Notice how order matters when plotting with `plt.plot()`. Let's compare with `plt.scatter()`.


In [None]:

unsorted_x = [5, 2, 8, 1, 7]
unsorted_y = [x**2 for x in unsorted_x]

plt.figure(figsize=(12,5))

plt.subplot(1,2,1)
plt.plot(unsorted_x, unsorted_y, 'r-o')
plt.title("Line Plot (Order Matters)")

plt.subplot(1,2,2)
plt.scatter(unsorted_x, unsorted_y, c='b')
plt.title("Scatter Plot (No Connecting Lines)")

plt.show()



## Part 3: Multiple Figures and Subplots
You can plot in separate figures or create subplots for comparisons.


In [None]:

# Example: Linear vs Quadratic
plt.figure(figsize=(12,5))

plt.subplot(1,2,1)
plt.plot(x, linear, 'g-')
plt.title("Linear Function")

plt.subplot(1,2,2)
plt.plot(x, quadratic, 'm-')
plt.title("Quadratic Function")

plt.tight_layout()
plt.show()



## Part 4: Real Example - US Population Growth

We will use the file `USPopulation.txt` which contains population data every 10 years from 1610 to 2010.


In [None]:

# Load US population data
years, population = [], []

with open("lec25_USPopulation.txt") as f:
    for line in f:
        year, pop = line.strip().split()
        years.append(int(year))
        population.append(int(pop.replace(",", "")))

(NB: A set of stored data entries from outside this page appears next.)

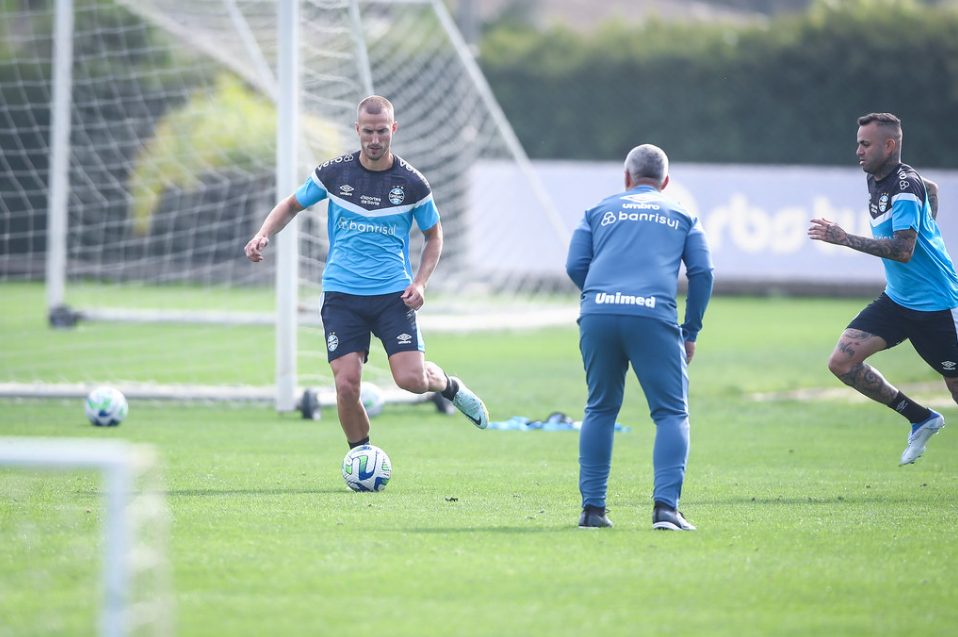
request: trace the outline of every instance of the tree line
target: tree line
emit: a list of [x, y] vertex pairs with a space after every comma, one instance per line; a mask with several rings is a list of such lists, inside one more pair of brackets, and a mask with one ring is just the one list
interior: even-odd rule
[[583, 35], [505, 24], [479, 61], [533, 158], [847, 165], [855, 120], [898, 114], [906, 161], [958, 166], [958, 11], [819, 1], [762, 24], [649, 21]]

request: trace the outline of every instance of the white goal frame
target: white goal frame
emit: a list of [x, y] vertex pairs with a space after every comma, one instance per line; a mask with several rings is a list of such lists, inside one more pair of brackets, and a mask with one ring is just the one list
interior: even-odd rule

plt.figure(figsize=(10,6))
plt.plot(years, population, 'b-o')
plt.title("US Population Over Time")
plt.xlabel("Year")
plt.ylabel("Population")
plt.grid(True)
plt.show()



## Part 5: Changing the Scale

Sometimes a **logarithmic scale** reveals trends better.


In [None]:

plt.figure(figsize=(10,6))

plt.plot(years, population, 'r-o')
plt.yscale("log")
plt.title("US Population Over Time (Log Scale)")
plt.xlabel("Year")
plt.ylabel("Population (log scale)")
plt.grid(True, which="both")
plt.show()



## Part 6: Country Populations and Benford's Law

We will explore the `countryPops.txt` dataset and check if the population numbers follow **Benford's Law**.


In [None]:

# Load country population data
populations = []
with open("lec25_countryPops.txt") as f:
    for line in f:
        parts = line.strip().split("\t")
        if len(parts) >= 3:
            pop = parts[2].replace(",", "")
            if pop.isdigit():
                populations.append(int(pop))

# Extract first digits
first_digits = [int(str(p)[0]) for p in populations if p > 0]

# Count frequency
digit_counts = [first_digits.count(d) for d in range(1,10)]
total = sum(digit_counts)
digit_freq = [c/total for c in digit_counts]

# Benford's Law prediction
benford = [np.log10(1 + 1/d) for d in range(1,10)]

# Plot
digits = list(range(1,10))
plt.figure(figsize=(10,6))
plt.bar(digits, digit_freq, alpha=0.6, label="Country Populations")
plt.plot(digits, benford, 'r-o', label="Benford's Law")
plt.xticks(digits)
plt.xlabel("First Digit")
plt.ylabel("Frequency")
plt.title("Benford's Law in Country Populations")
plt.legend()
plt.show()



## Wrap-Up and Next Steps

In this lab you learned:
- Basics of plotting with matplotlib
- Differences between line and scatter plots
- Creating multiple plots and subplots
- Working with real datasets (`USPopulation.txt`, `countryPops.txt`)
- Using logarithmic scaling
- Exploring **Benford's Law**

For practice:
1. Try adding labels and customizing styles (colors, line styles, markers).
2. Create subplots comparing US population in linear vs log scale.
3. Explore other datasets and visualize them with histograms, bar plots, or scatter plots.